El lunes fue hallado, igualmente por vecinos, el cuerpo de una mujer de entre 15 y 18 años, en la zona de Los Dinamos de la alcaldía La Magdalena Contreras. La Fiscalía General de Justicia de la CDMX dio como causa de muerte un estrangulamiento. Se presume que podría ser una chica reportada desaparecida un par de semanas atrás.
La misma semana en que ocurrieron estos decesos, Clara Brugada, jefa de gobierno de la capital, propuso a los medios de comunicación que dejen de informar sobre hechos similares por considerarlos como nota roja. Supone ingenuamente que tal cosa serviría para cambiar las percepciones sobre la peligrosidad de la CDMX.

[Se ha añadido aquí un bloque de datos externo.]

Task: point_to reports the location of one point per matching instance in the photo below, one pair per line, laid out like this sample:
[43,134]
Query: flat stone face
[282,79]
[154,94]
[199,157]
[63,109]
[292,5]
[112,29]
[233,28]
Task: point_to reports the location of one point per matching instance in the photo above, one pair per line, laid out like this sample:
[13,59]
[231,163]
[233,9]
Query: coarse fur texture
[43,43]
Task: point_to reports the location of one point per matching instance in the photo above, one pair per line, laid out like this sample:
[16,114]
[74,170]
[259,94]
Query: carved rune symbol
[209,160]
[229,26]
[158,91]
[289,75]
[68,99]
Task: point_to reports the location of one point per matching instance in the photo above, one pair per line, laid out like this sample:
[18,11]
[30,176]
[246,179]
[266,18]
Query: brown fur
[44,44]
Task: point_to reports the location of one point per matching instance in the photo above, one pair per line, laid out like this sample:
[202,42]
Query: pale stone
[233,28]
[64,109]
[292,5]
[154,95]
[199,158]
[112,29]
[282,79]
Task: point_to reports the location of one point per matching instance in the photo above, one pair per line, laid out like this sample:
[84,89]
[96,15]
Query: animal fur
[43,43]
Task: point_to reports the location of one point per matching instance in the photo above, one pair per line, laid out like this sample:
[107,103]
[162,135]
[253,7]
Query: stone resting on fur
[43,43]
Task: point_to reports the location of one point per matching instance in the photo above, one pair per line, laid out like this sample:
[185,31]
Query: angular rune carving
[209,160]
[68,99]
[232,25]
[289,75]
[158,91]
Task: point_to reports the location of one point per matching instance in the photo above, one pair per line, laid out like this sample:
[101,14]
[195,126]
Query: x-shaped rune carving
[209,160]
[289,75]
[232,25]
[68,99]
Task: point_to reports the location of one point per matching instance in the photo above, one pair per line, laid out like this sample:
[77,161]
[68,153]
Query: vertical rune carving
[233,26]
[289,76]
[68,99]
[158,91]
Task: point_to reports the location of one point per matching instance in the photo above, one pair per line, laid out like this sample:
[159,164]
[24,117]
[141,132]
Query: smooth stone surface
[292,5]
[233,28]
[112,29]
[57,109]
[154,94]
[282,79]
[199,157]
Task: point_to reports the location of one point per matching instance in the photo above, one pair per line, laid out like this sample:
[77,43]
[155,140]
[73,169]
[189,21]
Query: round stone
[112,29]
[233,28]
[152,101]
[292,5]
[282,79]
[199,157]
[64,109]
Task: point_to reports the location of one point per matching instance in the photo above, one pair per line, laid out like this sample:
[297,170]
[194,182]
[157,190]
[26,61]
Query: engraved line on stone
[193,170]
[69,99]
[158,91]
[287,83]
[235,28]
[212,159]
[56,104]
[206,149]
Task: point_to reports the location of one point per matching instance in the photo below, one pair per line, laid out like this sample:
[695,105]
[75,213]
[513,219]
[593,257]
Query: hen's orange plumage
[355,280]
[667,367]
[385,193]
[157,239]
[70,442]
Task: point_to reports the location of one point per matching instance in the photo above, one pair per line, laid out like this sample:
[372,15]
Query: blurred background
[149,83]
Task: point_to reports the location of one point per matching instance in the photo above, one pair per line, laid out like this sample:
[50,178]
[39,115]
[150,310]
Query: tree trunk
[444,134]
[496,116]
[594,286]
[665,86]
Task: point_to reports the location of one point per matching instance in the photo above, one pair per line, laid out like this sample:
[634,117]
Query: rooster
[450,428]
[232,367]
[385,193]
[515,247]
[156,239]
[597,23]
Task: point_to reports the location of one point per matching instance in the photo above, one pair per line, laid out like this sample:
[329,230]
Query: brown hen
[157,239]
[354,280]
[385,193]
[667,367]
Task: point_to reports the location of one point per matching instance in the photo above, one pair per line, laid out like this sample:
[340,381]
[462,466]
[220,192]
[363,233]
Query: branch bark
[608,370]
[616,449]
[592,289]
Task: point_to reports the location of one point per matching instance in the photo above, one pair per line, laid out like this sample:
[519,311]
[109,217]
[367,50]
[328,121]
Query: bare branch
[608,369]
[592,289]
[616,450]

Es equivocado asumir que en una época como la nuestra bastaría con que los dueños de los medios tradicionales, o los periodistas que trabajamos en ellos, firmásemos un pacto de silencio para modificar mágicamente la mórbida contabilidad.
Los testigos que informaron de cada uno de estos eventos habrán consignado cada caso en sus dispositivos móviles. En el remoto supuesto de que los periódicos, la radio o la televisión callaran, ¿cómo haría Brugada para que ese material no subiera a las redes sociales?
¿Será que la jefa de gobierno está pensando incluir a las plataformas digitales en su acuerdo? ¿O también a los familiares de las víctimas, a los testigos y a toda la ciudadanía?
Zoom: Se equivoca Brugada. El silencio frente a la muerte es una forma de revictimización que ni la prensa ni la sociedad pueden permitirse.